AI Papers Reader

Personalized digests of latest AI research

View on GitHub

String Matching Makes a Comeback: BLEU Shows Surprising Power in Aligning Language Models

Researchers at the University of Maryland, College Park, Kensho, and Lambda AIO have discovered that a simple, often-dismissed metric called BLEU (Bilingual Evaluation Understudy) can be surprisingly effective in aligning large language models (LLMs) to follow instructions. This finding could significantly reduce the cost and complexity of LLM alignment, a crucial step in ensuring these models are helpful and harmless.

Traditionally, aligning LLMs relies on reinforcement learning using reward models, which are trained on vast amounts of human-labeled preference data. This process is expensive and requires powerful computing resources. The new research, however, suggests that a readily available, reference-based metric like BLEU can achieve comparable results.

BLEU, originally designed for evaluating machine translation, measures the overlap between a generated text and a set of reference texts. It’s essentially a string-matching algorithm, counting how many words and phrases in the generated text also appear in the reference texts. It has long been considered too simplistic for evaluating the nuances of open-ended language generation.

The researchers found that BLEU, when combined with a clever training strategy, can guide LLMs to produce more helpful, factual, and well-formatted responses. They developed a method called BLEUBERI, which first identifies challenging instructions where the LLM’s initial responses score poorly according to BLEU. Then, it uses reinforcement learning to optimize the LLM’s responses, directly using BLEU as the reward function.

To understand the power of BLEU, consider a task where the LLM is asked to translate a sentence into Ukrainian and English. A good response would include both translations and correct formatting. BLEU can be surprisingly effective, as it can be set up to reward outputs that have the headers “Ukrainian” and “English”, as well as the proper translations.

The researchers tested BLEUBERI on various challenging instruction-following benchmarks, such as ArenaHard and WildBench, using different base language models like Llama-3.1-8B and Qwen2.5-7B. The results showed that BLEUBERI-trained models were competitive with, and sometimes even exceeded the performance of, models trained using traditional reward model-guided reinforcement learning. Human evaluations also revealed that the quality of BLEUBERI model outputs was on par with those from reward model-aligned models, and even more factually grounded.

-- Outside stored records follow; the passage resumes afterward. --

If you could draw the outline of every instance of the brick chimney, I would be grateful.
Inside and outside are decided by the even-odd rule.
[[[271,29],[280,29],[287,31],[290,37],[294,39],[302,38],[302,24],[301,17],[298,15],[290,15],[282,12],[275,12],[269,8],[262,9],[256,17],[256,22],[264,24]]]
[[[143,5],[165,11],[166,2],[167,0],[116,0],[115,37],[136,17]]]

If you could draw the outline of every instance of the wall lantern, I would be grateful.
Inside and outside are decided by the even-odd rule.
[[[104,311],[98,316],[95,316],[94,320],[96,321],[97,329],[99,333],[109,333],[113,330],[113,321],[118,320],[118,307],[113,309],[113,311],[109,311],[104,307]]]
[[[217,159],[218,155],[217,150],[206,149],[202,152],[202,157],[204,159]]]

“Overall, we show that given access to high-quality reference outputs (easily obtained via existing instruction-following datasets or synthetic data generation), string matching-based metrics are cheap yet effective proxies for reward models during alignment,” the researchers state.

This research has significant implications for the field of LLM alignment. By demonstrating the effectiveness of BLEU as a reward signal, it offers a more accessible and cost-effective alternative to traditional methods, potentially democratizing access to aligned LLMs. The code and data for BLEUBERI are publicly available, enabling other researchers to explore and build upon these findings.